Roach has a way of taking unusual scientific subject matter and turning it into a humorous exploration of topics we may never have considered. In her latest, Roach takes us on a journey to Mars, exploring the ways that the human body is impacted by such a voyage. You’ll find some amusement along with some truly indelicate descriptions. Roach makes science fun.
The Rosenblatts were empty nesters living in their dream home when their accomplished physician daughter died leaving young children behind. The Rosenblatts never hesitated in offering their assistance to their grieving son-in-law including moving into his home and helping care for his children. This book is about love and loss and grief and hope. It’s a wonderfully written and touching story.

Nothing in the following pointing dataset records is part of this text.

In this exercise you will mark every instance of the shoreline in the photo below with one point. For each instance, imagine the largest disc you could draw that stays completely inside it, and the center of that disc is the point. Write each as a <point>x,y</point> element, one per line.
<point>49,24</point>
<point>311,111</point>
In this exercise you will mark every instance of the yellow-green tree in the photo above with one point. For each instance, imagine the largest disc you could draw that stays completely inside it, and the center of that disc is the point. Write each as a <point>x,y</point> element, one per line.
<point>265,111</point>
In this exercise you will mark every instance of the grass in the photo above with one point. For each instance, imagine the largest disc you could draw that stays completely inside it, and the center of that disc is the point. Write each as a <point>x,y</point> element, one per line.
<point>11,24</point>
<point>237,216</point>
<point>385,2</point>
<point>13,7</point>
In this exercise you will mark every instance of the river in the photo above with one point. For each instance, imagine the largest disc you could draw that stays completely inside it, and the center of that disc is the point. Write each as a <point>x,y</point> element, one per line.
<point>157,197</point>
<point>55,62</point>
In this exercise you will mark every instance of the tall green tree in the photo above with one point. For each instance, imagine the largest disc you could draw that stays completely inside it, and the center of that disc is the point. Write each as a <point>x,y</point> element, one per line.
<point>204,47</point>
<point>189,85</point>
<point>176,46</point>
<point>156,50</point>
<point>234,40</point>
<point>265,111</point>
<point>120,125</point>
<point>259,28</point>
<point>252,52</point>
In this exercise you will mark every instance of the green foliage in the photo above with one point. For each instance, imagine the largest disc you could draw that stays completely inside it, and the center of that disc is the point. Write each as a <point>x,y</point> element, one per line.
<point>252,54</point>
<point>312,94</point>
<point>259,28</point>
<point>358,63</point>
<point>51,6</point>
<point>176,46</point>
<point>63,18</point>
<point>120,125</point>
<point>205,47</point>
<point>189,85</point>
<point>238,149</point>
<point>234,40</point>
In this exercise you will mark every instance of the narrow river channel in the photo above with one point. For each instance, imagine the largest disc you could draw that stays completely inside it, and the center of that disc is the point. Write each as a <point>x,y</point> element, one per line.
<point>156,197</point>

This critically acclaimed biography captures the life and times of the last queen of Egypt. Although her life was short by modern standards, there’s plenty to cover and Schiff looks to classical sources to discover the truth.
NPR host Scott Simon and his wife thought their life was complete, until they adopted two tiny infants from China and realized what they had been missing. Simon addresses the challenges and joys of adoption with humor and candor
Henrietta Lacks was a poor farmer who died more than sixty years ago. She lives on, though, through her cells which have been grown and used for scientific research ever since. Her family didn’t know of the use of her cells until decades after her death and were never informed that they, themselves were used in testing. Although fortunes were made off of Henrietta’s cells, her uncompensated family continues to struggle. Skloot presents a gripping story of bioethics
Patti Smith and Robert Mapplethorpe were truly just kids in the New York art scene of the late 1960’s. Amidst the craziness surrounding them, they formed a deep bond. More than just a portrait of a relationship, Smith takes us back in time and gives us the insider’s tour.
Don’t let the heft of this volume or the fact that it’s just part 1 scare you off. This is more than one brilliant man’s story, it’s also the story of how this autobiography came to be. The autobiography itself is a few hundred pages. The rest of the 700 plus pages consists of a long introduction and appendices that tell a lot more about the editors of this volume than about Twain. Any fan of Twain will be fascinated with his final thoughts 100 years after the fact
Wilkerson researched this topic for many years before putting her pen to paper. It’s the story of post-World War I migration of six million African Americans from the deep south to other large northern or western cities where they didn’t have to live in fear. Wilkerson follows the trend as well as several individuals who made this journey into the uncertain and it’s a look at a part of our history long overdue.